We need cash. I wrestle on a jacket, mask and rubber gloves to go to the only ATM in our neighborhood. It is strange to feel the pinch of sneakers on my feet. Outside, birds are chirping and the street is still wet from last night's rain. People are wandering in twos and threes, with children in strollers. There are over 10,000 new cases every day here at this point and it feels like a lazy afternoon, a normal day outside our apartment door. Only a few people wear masks, and most have them tucked under their chin - as if they put it on to please someone at home but the second they got outside they yanked it off their mouth. The expressions are the same - looking forwards, not at (as if no one exists but them). 

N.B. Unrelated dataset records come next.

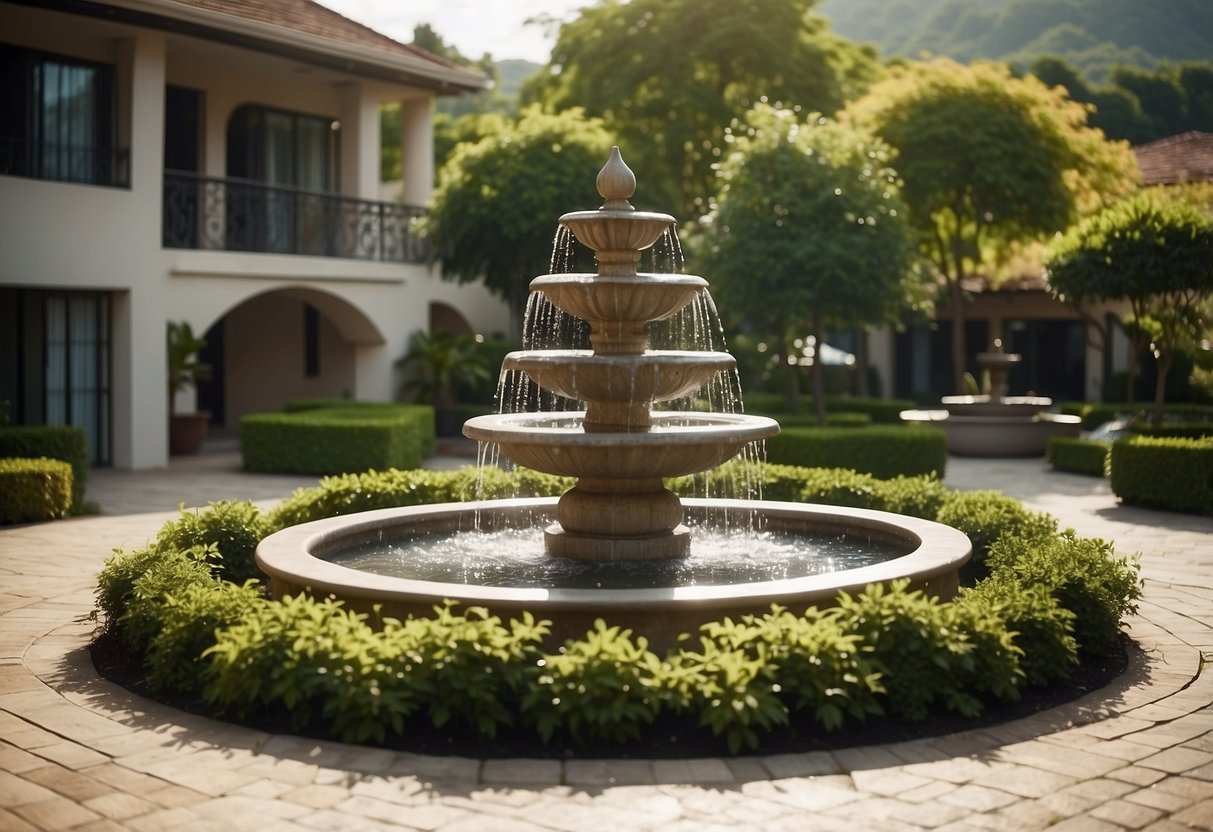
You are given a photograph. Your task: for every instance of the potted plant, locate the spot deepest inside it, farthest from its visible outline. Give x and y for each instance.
(186, 431)
(438, 363)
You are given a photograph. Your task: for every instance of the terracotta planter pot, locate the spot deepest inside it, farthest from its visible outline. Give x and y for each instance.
(187, 433)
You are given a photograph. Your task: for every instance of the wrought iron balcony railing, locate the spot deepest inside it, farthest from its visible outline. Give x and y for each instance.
(240, 215)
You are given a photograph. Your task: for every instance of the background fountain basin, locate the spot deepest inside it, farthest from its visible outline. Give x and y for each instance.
(655, 376)
(677, 444)
(290, 559)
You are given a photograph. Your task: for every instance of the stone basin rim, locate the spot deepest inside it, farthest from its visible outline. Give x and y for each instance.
(286, 556)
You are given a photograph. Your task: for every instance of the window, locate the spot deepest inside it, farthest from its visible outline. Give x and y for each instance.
(55, 362)
(58, 119)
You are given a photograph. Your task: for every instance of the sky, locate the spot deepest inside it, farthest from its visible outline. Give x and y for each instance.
(473, 27)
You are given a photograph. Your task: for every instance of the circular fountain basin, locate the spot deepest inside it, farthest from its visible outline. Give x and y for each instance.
(659, 375)
(296, 559)
(677, 444)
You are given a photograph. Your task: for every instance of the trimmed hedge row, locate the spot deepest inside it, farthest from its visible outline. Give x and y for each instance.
(1174, 474)
(57, 442)
(331, 440)
(1077, 456)
(1048, 600)
(33, 490)
(881, 411)
(880, 450)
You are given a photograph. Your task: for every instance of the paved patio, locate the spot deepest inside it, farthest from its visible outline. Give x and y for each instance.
(80, 753)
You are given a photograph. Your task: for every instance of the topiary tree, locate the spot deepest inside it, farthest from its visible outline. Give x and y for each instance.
(1151, 250)
(497, 200)
(808, 233)
(989, 160)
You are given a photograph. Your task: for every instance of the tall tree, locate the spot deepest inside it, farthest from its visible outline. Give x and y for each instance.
(1151, 250)
(667, 75)
(989, 160)
(497, 200)
(809, 233)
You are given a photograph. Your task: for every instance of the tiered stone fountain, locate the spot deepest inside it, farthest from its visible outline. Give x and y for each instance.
(620, 452)
(619, 545)
(997, 425)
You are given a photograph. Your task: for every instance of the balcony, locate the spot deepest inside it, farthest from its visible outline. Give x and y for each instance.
(241, 215)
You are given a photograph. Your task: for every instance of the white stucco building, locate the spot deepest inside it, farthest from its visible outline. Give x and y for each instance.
(215, 163)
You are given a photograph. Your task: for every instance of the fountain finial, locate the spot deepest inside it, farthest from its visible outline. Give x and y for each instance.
(616, 182)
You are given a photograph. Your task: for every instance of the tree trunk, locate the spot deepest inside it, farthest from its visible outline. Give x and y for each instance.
(958, 346)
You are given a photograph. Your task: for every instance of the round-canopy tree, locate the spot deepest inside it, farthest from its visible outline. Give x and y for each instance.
(987, 160)
(808, 233)
(495, 209)
(1151, 250)
(666, 75)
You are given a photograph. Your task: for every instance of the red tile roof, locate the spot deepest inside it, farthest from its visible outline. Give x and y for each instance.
(1176, 159)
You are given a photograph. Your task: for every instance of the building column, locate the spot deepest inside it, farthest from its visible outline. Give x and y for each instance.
(417, 150)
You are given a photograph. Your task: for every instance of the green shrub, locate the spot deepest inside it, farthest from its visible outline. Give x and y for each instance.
(57, 442)
(1043, 630)
(1173, 474)
(881, 450)
(388, 489)
(924, 659)
(601, 688)
(990, 516)
(165, 576)
(1085, 576)
(187, 619)
(33, 490)
(234, 528)
(1078, 456)
(337, 439)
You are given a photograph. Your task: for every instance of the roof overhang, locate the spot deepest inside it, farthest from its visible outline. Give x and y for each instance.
(302, 46)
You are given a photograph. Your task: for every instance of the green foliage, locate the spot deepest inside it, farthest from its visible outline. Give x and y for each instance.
(497, 201)
(598, 688)
(337, 440)
(438, 363)
(1042, 628)
(688, 73)
(989, 163)
(1151, 250)
(187, 619)
(1085, 576)
(924, 659)
(33, 490)
(56, 442)
(233, 528)
(880, 450)
(364, 491)
(1173, 474)
(1078, 456)
(986, 517)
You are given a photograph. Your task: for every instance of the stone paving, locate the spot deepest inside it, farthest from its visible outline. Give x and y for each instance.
(80, 753)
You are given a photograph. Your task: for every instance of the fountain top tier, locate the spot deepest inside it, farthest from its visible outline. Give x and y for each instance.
(619, 452)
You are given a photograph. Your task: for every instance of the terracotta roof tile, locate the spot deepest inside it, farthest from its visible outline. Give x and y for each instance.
(315, 20)
(1183, 158)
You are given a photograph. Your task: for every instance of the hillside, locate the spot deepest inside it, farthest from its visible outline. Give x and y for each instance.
(1092, 34)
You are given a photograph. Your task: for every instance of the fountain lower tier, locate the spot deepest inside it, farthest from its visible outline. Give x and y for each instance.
(620, 508)
(294, 560)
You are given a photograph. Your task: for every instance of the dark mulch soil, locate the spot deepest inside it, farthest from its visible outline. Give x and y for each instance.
(667, 738)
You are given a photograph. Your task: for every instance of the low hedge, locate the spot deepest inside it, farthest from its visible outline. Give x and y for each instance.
(886, 650)
(1077, 456)
(33, 490)
(881, 450)
(881, 411)
(57, 442)
(1173, 474)
(334, 440)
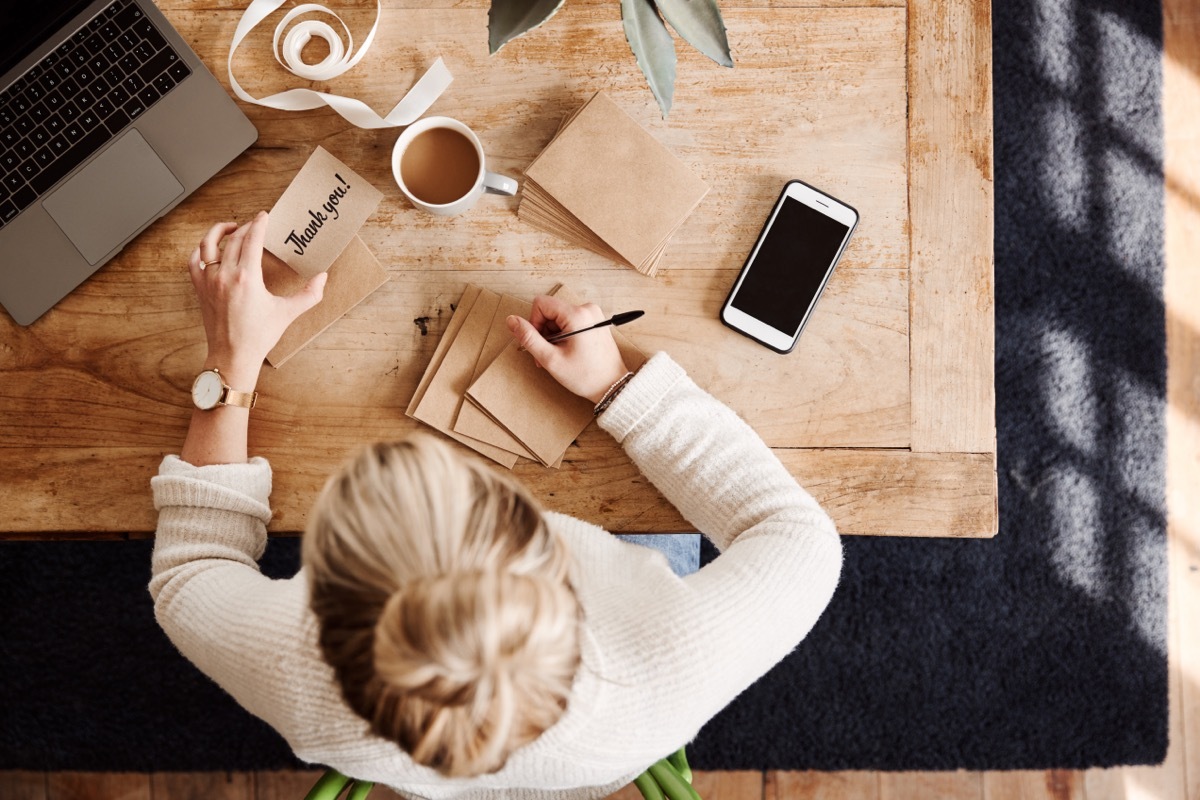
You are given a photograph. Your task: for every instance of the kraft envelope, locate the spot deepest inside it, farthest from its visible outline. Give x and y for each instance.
(319, 214)
(534, 407)
(442, 398)
(353, 276)
(624, 188)
(472, 420)
(465, 302)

There is one person waiting outside the ATM, and she is protected just like me. I would offer a kind word but stand in the gutter instead as old people wobble past leaning on canes, and young women sip from takeout cups of coffee stabbing at their phones, bracelets dancing around their wrists. I am dressed far too warm, but in my defence it was still snowing two weeks ago. That's the Moscow trick. Spring arrives in two weeks. The trees are already thick with leaves, as if they grow in the middle of the night.

I am next, and an old lady steps past me, to go into the ATM. I tell her I am on line even though I am standing two meters from the door and she oggles me, a look of disgust and anger painted across her red lipstick. She babbles to the young women sipping coffee and they manufacture bland smiles for her. The old lady is saying that every idiot wears a mask, that she will not suffer fools like me. I don't have the words to explain to her that mask or not, I was next and that innocent old lady trick has nothing to do with a virus. I am sure she would try the same on a normal day, but instead I just hold my hands up in the air and fend her off, waving for her to step aside. She does not wait behind me, stalking off down the busy sidewalk instead.  

Inside the ATM the air is hot and still. I almost forget the passcodes, it has been so long. 

On the way home, I grab a dandelion jutting out of the earth as if to remind myself that it is Spring when I am back inside.